Zeit für eine echte Verkehrswende : Die Waffe Auto muss aus der Stadt
Dass die Bedrohung durch Autos Normalzustand geworden ist, zeigt der Unfall in Berlin mit vier Toten. Privat-Pkws fehlt im urbanen Raum die Daseinsberechtigung.
D a diskutiert die Republik wochenlang über elektrisch angetriebene Tretroller. Darüber, wie gefährlich sie sind für Menschen, die sich zu Fuß, auf dem Fahrrad, mit Kinderwagen oder Rollator fortbewegen. Es gibt Debatten über Promillegrenzen und Höchstgeschwindigkeiten. Fußgänger:innen demonstrieren mit Poolnudeln, der Verkehrsminister muss sich für die Genehmigung der Roller rechtfertigen, und die Aufrufe reichen vom sofortigen Wiederverbot bis zur Sabotage mit einem beherzten Wurf in das örtliche Fließgewässer.
Aber Autos? Diese Maschinen, die tagtäglich Menschen schwer verletzen und töten? Scheinen irgendwie Bestandsschutz zu genießen, schließlich rollen sie schon seit Jahrzehnten über die Straßen. Die von ihnen ausgehende Bedrohung ist zum Normalzustand geworden, nur durchbrochen von Momenten wie dem schrecklichen Unfall in Berlin, bei dem vier Menschen ums Leben gekommen sind. In diesen Momenten findet ein kurzes gesellschaftliches Aufwachen statt. Plötzlich taucht die Frage auf: Kann es wirklich sein, dass, ganz gewöhnlich und alltäglich, entsicherte Waffen durch die Gegend fahren? Bei denen schon eine kleine Unaufmerksamkeit, ein gesundheitliches Problem oder eine Wird-schon-nichts-passieren-Haltung genügt, um tödliche Unglücke zu verursachen?
Es ist an der Zeit zu sagen: Nein.

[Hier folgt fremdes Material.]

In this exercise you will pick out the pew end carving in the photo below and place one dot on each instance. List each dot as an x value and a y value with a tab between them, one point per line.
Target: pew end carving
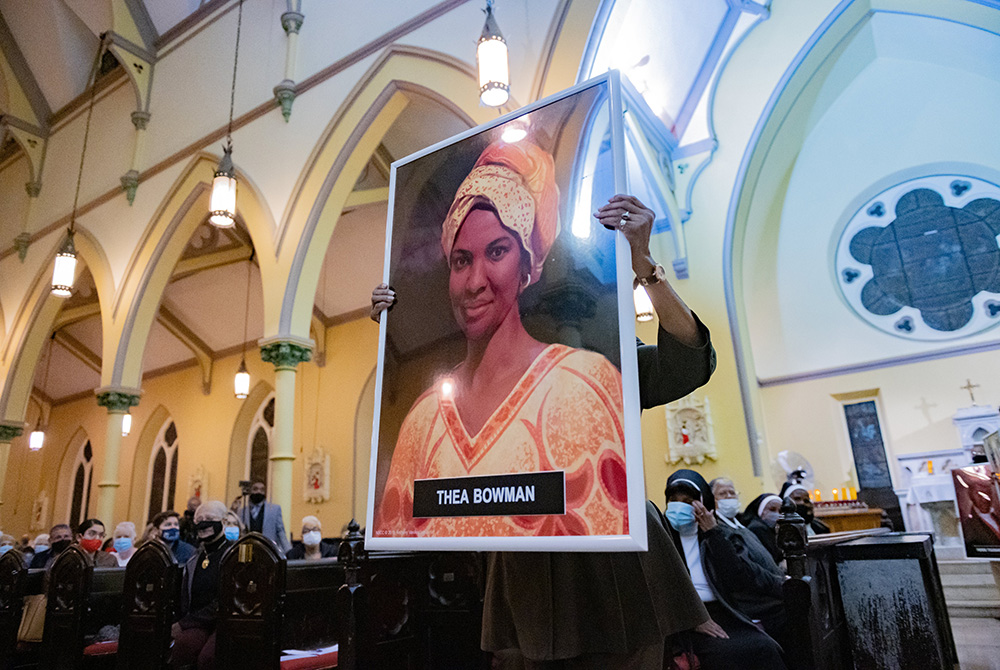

Denn auch wenn die Unfallzahlen auf lange Sicht sinken: Die Zahl der tödlichen Unfälle ist immer noch nicht auf null, sie ist nicht einmal auch nur annähernd dort. Und dahin kommt sie auch nicht, wenn die Porsches und Volkswagen künftig elektrisch angetrieben werden, ja vermutlich nicht einmal dann, wenn intelligente Fahrsysteme sie steuern, anstelle von menschlichen Fahrer:innen.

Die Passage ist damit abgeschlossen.